L’ingresso, naturalmente, è gratuito. Va ricordato che la struttura rimane aperta grazie all’esclusiva cura dei volontari di Legambiente. Chiunque volesse aiutare le guide ed i custodi già operanti può rivolgersi alla sede di Legambiente Marche, in via Cialdini ad Ancona (tel.:071/200852).
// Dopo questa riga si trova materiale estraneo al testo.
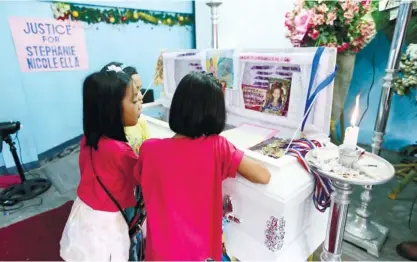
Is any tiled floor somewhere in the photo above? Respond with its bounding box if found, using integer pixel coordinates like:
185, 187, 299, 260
0, 144, 417, 261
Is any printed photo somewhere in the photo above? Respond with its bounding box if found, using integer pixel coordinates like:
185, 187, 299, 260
260, 79, 291, 116
175, 59, 203, 86
237, 62, 300, 116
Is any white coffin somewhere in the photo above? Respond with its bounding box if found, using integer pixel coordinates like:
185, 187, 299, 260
143, 48, 336, 261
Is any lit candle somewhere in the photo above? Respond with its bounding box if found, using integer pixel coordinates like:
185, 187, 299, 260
343, 95, 359, 149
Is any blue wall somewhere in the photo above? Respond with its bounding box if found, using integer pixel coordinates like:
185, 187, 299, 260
345, 32, 417, 151
0, 1, 194, 172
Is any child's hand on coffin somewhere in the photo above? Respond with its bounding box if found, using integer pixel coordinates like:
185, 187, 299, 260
237, 156, 271, 184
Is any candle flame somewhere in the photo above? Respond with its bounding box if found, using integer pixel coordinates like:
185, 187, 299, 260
350, 95, 360, 126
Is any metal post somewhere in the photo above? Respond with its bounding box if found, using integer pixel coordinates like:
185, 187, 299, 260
206, 0, 222, 49
320, 181, 353, 261
345, 0, 413, 257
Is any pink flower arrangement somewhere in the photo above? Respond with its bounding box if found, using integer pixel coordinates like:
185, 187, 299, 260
285, 0, 376, 53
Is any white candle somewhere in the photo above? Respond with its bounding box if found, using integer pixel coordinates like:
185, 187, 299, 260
343, 95, 359, 149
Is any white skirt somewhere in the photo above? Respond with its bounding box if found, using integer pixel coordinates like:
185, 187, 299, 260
60, 198, 130, 261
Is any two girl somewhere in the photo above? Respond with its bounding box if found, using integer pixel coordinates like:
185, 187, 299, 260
61, 68, 270, 261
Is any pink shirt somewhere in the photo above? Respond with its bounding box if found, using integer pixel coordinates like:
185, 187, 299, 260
135, 135, 243, 261
77, 137, 137, 212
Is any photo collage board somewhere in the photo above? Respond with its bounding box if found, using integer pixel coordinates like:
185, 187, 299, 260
167, 49, 301, 117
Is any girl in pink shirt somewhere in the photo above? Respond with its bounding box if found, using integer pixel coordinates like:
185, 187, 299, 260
135, 72, 270, 261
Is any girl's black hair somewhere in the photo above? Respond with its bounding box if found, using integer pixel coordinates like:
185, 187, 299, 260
83, 71, 130, 149
169, 72, 226, 138
100, 62, 123, 72
123, 66, 138, 77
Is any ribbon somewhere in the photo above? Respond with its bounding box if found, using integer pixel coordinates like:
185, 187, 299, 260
301, 47, 338, 131
287, 138, 332, 212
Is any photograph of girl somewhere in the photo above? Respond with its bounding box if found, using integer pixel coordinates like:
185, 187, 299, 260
260, 79, 291, 116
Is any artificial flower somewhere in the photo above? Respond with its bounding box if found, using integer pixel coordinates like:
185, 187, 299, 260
294, 10, 313, 34
313, 14, 325, 26
326, 11, 337, 25
285, 0, 376, 52
316, 3, 329, 13
308, 29, 320, 40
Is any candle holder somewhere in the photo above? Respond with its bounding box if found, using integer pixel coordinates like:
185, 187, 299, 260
305, 145, 395, 261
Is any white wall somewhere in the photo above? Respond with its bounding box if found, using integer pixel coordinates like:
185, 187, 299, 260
195, 0, 294, 49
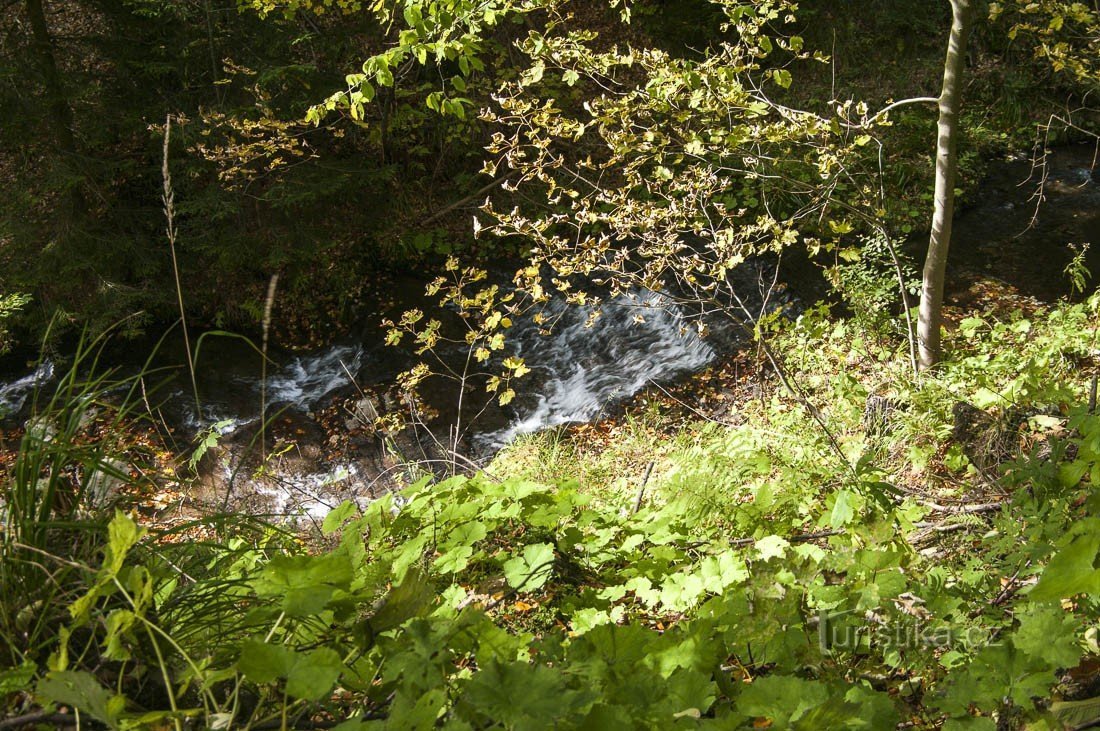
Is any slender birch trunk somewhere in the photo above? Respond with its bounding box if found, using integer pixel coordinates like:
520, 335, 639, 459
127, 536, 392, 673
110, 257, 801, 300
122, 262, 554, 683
916, 0, 974, 368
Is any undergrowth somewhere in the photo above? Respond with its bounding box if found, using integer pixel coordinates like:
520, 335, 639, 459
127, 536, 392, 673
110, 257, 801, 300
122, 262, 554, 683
0, 296, 1100, 730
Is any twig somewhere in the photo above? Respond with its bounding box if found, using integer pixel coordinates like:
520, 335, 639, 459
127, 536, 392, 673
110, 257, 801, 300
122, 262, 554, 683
161, 114, 202, 411
630, 462, 657, 516
260, 272, 279, 463
921, 500, 1007, 516
420, 170, 516, 226
729, 530, 845, 547
0, 711, 77, 729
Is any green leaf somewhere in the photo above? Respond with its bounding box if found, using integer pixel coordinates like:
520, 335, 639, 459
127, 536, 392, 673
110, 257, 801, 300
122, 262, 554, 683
756, 535, 791, 561
238, 639, 343, 700
39, 671, 127, 729
286, 647, 343, 700
1027, 518, 1100, 601
253, 551, 353, 617
321, 500, 359, 535
504, 543, 553, 591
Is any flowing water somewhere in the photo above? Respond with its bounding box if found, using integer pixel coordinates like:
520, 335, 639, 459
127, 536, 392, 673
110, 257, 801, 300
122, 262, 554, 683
0, 147, 1100, 518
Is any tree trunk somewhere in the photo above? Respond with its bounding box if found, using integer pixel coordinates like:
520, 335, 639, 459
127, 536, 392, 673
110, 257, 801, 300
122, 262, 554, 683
916, 0, 974, 367
26, 0, 84, 220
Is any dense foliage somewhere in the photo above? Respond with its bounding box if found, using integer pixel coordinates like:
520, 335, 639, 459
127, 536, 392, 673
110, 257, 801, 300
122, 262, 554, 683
0, 0, 1100, 731
2, 297, 1100, 729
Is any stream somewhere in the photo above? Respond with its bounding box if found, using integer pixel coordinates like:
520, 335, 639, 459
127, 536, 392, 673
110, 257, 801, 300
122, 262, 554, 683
0, 146, 1100, 520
·IL PARCO DEL CARDETO-CAPPUCCINI
Un’iter, quello della realizzazione del Parco, che è iniziato molti anni fa e che, grazie a Legambiente, vede ora più vicina la meta. Già nel lontano 1972 tutta l’area venne destinata dal Prg a verde attrezzato. Una tappa importante la si tracciò nel 1986, con la costituzione del Comitato del Parco del Cardeto, mentre con la variante dell’88 si individuò l’area come complesso ambientale e storico, delineando l’idea del Parco. Oggi la zona del Parco del Cardeto-Cappuccini è ancora in buona parte di proprietà militare, privata e di enti vari, ma negli ultimi anni il Comune ha accelerato la trafila burocratica degli espropri. Comunque, va detto che se le restrizioni dovuti ai limiti d’invalicabilità militare da un lato ha tenuto interdetta l’area ai visitatori, dall’altro ha anche scongiurato i pericoli di un’invasione urbana che avrebbe significato sicura contaminazione cementizia e progressiva perdita dei monumenti.
Nel corso della conferenza stampa d’inaugurazione della stagione estiva 2001 del Vecchio Faro, il presidente del Circolo Legambiente “Il Pungitopo” di Ancona, Vitaliano D’Addato, ha affermato che: >. E’ su questa falsariga che si batterà Legambiente Marche nei prossimi mesi, per far si che la zona diventi parco naturale ed architettonico a tutti gli effetti.

INTERESSI NATURALISTICI ED ALTRI MONUMENTI DEL PARCO

·LA NATURA
Innanzi tutto va rimarcato che il Parco rappresenta, a pochi passi dal centro storico, una preziosa riserva di verde. Nelle zone non interessare dalla falesia, a suo modo anch’essa suggestiva, la vegetazione è costituita in gran parte da macchia spontanea di ginestre, alaterni, biancospini, caprifogli, ornielli, cipressi. Sulle pareti degli edifici esposte a sud crescono piante di violaciocche, capperi e bocche di leone. Bellissimi: il Campo degli Ebrei quando fioriscono i narcisi, la via del Faro con gli alberi di Giuda fioriti e l’imponente fico della Polveriera. Incontaminato il bosco del Cardeto.
La fauna comprende, oltre ai numerosi mammiferi della zona collinare, uccelli come: il gabbiano, il falco pellegrino ed il cormorano. Scusate se è poco…


·LA POLVERIERA CASTEL FIDARDO
Costruita nella seconda metà dell’ottocento in una conca scavata nel colle del Cardeto, era uno degli edifici di servizio nella Caserma Villarey. Si tratta di una costruzione a pianta longitudinale, con dei corridoi laterali e una grande sala centrale a volta la quale fungeva da magazzino delle polveri. L’esterno è in mattoni a vista con pietra d’Istria ed oblò. Nell’idea futura della nostra associazione potrebbe essere utilizzata, dopo opportuno restauro, come uno spazio da adibire ad auditorium o centro esposizioni.


·IL CAMPO DEGLI EBREI
E’ il cimitero ebraico che ricorda l’importanza della comunità omonima ad Ancona. E’ compresa tra le caserme Stamura e Villarey e comprende 178 cippi funerari con iscrizioni ebraiche.